Now that we are done with hacktoberfest, we have some experience with contributing to the open source projects. So we were tasked with make bigger contributions as opposed to random line fixes or documentations. So I started looking for issues that I thought were cool and could be done by me.

I was able to find these two issues. First step for me to do was to assess if I can complete the issue, after which I asked the maintainer to assign to issue to me. I worked on two issues the first week.

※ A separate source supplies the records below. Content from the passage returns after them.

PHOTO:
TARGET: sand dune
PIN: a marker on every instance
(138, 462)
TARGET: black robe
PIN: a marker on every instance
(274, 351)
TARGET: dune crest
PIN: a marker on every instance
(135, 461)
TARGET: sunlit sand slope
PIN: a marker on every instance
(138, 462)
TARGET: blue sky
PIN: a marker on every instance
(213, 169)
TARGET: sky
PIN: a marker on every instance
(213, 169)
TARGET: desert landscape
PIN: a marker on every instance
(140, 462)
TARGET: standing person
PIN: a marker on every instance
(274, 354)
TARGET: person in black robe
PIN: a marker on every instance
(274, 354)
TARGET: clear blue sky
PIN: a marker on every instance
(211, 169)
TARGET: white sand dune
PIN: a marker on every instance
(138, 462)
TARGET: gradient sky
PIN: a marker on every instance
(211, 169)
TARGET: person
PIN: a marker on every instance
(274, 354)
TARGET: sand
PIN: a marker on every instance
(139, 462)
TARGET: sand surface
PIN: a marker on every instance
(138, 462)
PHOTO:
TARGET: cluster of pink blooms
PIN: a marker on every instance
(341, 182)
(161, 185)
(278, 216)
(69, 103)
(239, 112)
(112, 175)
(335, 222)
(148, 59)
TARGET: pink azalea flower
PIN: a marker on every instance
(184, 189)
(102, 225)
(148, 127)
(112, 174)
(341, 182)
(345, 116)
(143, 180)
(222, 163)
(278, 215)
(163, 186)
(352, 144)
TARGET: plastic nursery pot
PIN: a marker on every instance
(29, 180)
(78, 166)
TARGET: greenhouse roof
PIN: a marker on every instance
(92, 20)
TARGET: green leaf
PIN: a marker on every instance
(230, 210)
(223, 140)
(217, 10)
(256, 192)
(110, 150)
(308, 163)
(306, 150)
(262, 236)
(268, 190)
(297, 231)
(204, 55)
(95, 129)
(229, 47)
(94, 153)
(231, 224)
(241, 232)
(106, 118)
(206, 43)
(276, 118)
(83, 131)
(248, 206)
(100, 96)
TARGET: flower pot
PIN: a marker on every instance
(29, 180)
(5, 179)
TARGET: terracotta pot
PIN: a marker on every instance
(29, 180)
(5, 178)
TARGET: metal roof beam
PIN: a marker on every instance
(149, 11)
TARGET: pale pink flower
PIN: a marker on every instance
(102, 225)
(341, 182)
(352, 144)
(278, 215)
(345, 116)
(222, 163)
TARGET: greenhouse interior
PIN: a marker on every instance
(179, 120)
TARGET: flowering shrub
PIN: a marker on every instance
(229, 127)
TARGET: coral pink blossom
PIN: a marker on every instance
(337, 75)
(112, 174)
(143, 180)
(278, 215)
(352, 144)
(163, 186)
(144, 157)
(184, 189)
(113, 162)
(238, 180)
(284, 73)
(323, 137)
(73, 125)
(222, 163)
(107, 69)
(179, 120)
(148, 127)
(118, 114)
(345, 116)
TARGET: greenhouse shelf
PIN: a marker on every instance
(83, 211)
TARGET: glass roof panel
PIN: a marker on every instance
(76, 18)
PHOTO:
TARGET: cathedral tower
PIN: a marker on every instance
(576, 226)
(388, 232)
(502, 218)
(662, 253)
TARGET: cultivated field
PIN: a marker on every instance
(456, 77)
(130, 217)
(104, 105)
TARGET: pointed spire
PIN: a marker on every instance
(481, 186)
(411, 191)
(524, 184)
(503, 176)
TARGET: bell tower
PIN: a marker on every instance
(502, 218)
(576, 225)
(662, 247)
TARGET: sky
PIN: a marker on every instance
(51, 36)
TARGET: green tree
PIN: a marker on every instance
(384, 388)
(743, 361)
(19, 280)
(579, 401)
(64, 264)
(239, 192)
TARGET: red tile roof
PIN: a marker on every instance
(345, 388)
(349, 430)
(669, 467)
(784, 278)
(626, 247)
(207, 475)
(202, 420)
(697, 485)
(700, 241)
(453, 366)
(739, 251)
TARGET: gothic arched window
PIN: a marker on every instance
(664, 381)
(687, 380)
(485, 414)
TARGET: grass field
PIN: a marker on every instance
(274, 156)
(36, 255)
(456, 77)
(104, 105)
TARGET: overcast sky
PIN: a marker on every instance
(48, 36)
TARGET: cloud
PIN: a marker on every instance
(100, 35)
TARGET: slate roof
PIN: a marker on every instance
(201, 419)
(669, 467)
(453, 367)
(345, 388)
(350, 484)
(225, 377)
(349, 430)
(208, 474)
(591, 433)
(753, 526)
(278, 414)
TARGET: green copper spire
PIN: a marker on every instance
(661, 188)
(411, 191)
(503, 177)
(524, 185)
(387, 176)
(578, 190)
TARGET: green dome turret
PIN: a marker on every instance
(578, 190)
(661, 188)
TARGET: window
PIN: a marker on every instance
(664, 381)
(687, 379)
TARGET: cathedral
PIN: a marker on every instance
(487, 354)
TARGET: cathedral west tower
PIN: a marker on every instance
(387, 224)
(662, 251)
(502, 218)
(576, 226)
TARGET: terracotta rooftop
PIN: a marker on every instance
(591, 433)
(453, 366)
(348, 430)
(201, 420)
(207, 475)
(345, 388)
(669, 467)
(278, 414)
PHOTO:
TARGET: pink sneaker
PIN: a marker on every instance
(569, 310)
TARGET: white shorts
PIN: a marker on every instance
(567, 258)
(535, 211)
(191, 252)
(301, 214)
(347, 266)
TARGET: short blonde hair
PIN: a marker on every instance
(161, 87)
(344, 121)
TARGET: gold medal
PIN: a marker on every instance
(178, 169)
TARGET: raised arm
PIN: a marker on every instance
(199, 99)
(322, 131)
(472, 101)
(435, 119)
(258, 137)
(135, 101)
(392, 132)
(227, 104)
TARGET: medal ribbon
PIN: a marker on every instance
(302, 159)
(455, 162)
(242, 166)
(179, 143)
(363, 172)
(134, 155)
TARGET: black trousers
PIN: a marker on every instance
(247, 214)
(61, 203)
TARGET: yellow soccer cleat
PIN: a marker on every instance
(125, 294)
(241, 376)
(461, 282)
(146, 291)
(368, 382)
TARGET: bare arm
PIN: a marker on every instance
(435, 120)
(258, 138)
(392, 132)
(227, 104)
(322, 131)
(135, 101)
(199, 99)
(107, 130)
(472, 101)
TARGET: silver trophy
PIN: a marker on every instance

Issue #1 - Youtube Chrome Extension

Well this was supposed to be an issue with some development, but it turns our what we were trying to do was not possible. I still want to take about it, because I poured a lot of hours into this. In short, the project is a chrome extension which makes your youtube experience more pleasant. I had never worked with extensions before, so there definitely a bit of a learning curve here, and a lot of the documentation was for the older manifest version which is not supported by browsers these days. The most challenging part for me was to understand the architecture of the extension and understand how my changes would fit in.
The issue was about getting the extension detect the skip button when it appears and click on it, so that we are not doing it manually. I added some javascript which would run every 5 seconds and query the DOM for the skip button and click on it. I had two problem with this:

  1. Youtube changes the class name of the skip button. So we cannot just use a const for querying the skip button.
  2. Youtube can distinguish between a user click and a click done using javascript. Additionally it blocks the latter, which made it impossible for me to implement this issue.

Issue #2 - Chat Craft

I had a lot of fun working on this issue, and learned a lot of things along the way. So Chat Craft is a web chat bot with integrations to different LLMs made specifically for programmers. My issue was to upgrade the version of the HTML renderer with the current stable version of the library we were using. The library was called @iframe-resizer/react and we were using a really old version. So was upon me to upgrade this. I started with looking at the documentation and found out that they split the code into two new packages. I installed one using pnpm i. I followed the documentation and changed the way we used the iframe.
When I started I was able to get nothing work for the first two hours no matter what. It turns out I was supposed to pass a license flag to the package which in our case was an open source license. I just ignored it when I started because I thought I will add it at the end of my programming session. When I got everything working I pushed it and made a PR.
I was told to use the child script from the package itself as opposed to hard coding it. I hardcoded it because we the script from the previous version was hard coded as well. That goes to say that the old code is not set in stone and when in doubt we should clarify with the maintainers. I added another package and uses the script from the package. Lastly, we found out that there was a lot of console spam made from the new package, which was a turn off. So now we are looking at other potential libraries for HTML parsing for react.

Conslusion.

I learned a lot of things from my two contributions this week. I started my open source journey with making documentation and small CI fixes. But now I more confident when talking to people over issue on github. I think this is just the start and I shall slowly start working on bigger and impactful issues soon.